Se vislumbraba un claro al fondo, cerca del río. Decidió bajar y dejar que el perro bebiese un poco y echar un vistazo. El río tenía un caudal abundante todavía, nada que ver con el que él había conocido de niño. Todo había cambiado. Ahora estaba solo. Recordó a su padre pescando en ese mismo río, cerca de casa; y cuando él y Tomás se bañaban y resbalaban con las piedras. Junto a ese mismo río había conseguido arrastrar a Teresa, y convencerla de su amor mientras le subía la falda. Ella opuso resistencia pero a él eso nunca le importó ni antes ni después de veinte años de matrimonio. Ahora ella estaba muerta y él seguía allí, de caza, con aquel perro viejo como él.

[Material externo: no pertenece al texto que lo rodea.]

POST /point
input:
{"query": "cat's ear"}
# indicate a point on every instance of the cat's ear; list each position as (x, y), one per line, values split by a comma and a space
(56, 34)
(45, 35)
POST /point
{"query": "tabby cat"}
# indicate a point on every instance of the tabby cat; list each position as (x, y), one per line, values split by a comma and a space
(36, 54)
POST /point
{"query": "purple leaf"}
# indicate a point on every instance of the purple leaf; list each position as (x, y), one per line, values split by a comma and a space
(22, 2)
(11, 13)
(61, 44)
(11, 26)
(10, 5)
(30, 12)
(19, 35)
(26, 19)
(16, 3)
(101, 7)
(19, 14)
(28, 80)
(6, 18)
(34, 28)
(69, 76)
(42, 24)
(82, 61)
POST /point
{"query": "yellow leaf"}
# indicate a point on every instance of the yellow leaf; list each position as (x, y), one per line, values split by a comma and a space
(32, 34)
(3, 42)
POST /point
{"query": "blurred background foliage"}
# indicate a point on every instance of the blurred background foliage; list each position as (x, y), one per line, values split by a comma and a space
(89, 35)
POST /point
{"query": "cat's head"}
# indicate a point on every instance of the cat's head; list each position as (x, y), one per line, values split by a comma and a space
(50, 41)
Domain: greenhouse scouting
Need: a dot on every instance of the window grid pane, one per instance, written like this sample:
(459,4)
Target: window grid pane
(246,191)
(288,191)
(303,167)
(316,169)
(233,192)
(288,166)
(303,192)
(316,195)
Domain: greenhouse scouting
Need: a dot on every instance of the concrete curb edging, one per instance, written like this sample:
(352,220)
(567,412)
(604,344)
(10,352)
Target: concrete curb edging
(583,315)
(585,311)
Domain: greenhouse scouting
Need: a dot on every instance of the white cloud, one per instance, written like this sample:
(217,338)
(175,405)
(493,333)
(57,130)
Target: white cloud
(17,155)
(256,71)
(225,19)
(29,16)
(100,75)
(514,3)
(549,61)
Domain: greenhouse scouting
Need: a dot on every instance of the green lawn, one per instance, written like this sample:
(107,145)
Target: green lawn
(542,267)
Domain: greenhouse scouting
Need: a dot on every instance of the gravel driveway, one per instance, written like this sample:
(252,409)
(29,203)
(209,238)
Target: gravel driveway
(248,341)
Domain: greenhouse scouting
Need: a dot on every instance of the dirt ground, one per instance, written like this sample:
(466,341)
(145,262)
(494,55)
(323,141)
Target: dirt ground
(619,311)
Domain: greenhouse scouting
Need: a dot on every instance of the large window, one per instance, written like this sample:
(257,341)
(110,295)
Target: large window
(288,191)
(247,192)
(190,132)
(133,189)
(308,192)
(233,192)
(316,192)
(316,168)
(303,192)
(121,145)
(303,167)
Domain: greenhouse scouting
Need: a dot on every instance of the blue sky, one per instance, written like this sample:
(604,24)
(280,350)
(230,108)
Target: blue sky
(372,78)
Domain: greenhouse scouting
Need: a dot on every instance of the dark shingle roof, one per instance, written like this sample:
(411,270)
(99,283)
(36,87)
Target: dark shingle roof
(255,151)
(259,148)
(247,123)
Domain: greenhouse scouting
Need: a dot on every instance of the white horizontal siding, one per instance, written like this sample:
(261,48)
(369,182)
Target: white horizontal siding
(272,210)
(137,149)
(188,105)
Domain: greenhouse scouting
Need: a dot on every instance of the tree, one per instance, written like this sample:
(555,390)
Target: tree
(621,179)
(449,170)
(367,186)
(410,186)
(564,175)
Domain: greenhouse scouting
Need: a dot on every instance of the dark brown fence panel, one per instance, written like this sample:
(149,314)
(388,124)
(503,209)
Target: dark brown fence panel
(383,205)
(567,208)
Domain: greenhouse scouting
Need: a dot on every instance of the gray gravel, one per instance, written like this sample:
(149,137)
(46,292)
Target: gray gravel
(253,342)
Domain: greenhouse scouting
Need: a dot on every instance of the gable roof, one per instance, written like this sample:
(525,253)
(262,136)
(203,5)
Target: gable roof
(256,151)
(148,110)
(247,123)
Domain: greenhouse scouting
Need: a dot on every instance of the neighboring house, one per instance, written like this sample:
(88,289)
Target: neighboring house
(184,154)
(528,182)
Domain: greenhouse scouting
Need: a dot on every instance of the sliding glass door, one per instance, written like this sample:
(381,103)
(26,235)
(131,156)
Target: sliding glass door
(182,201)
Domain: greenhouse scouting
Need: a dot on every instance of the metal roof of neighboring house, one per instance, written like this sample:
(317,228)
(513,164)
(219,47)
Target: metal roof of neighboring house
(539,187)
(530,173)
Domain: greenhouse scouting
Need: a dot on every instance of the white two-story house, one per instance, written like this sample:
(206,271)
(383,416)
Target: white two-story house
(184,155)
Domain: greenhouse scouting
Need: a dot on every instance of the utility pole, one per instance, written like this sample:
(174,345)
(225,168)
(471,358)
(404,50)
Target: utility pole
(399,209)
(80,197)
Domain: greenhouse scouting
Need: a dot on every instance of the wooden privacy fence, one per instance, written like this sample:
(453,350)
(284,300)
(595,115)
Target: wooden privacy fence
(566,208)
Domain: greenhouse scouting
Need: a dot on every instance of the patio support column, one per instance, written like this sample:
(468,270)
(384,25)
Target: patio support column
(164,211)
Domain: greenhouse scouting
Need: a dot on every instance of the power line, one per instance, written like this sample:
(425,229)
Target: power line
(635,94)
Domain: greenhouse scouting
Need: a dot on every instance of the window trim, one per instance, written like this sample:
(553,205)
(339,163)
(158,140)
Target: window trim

Un chillido alertó al perro. Salió corriendo hacia arriba, hacia el bosque. El viejo cogió la escopeta en la mano y subió. Cuando iba a llamar al perro recordó que no sabía su nombre, si es que tenía alguno. Silbó. Se paró en seco, intentando escuchar algo. Nada. Ninguna señal. Siguió caminando. Le pareció ver a dos chicos alejarse corriendo. Oyó sus risas y una especie de gimoteo más cerca. Se dirigió al lugar del que parecían huir. El instinto le decía que allí no pasaba nada bueno. Ya no se escuchaba nada, ni risas, ni ninguna voz. El perro apareció de pronto entre los arbustos. Se alegró de verlo, pero no sabía por qué. Odiaba ese perro, le recordaba a él. Era feo y flacucho, tenía todas y cada una de las costillas marcadas. Había recibido más de un golpe, eso sin duda. El perro se acercó moviendo la cola. Traía algo en la boca. El viejo se agachó y lo cogió: era un pedazo de tela, con flores y muchos colores. El perro ladró, orgulloso de su hallazgo. Escuchó de nuevo un llanto cerca, le hizo un ademán al perro para que se callara y se acercó a los arbustos de los que el perro había salido. Vio a una chica semidesnuda, alejándose, torpe, cayéndose al suelo a cada paso. Tenía el pelo alborotado y se alejaba sin rumbo. El viejo decidió que ya era hora de regresar a casa. Eran las doce y tenía hambre. Le hizo un gesto al perro, colocó la escopeta en el hombro izquierdo y se marchó. El perro cogió el pedazo de tela en la boca y siguió al viejo.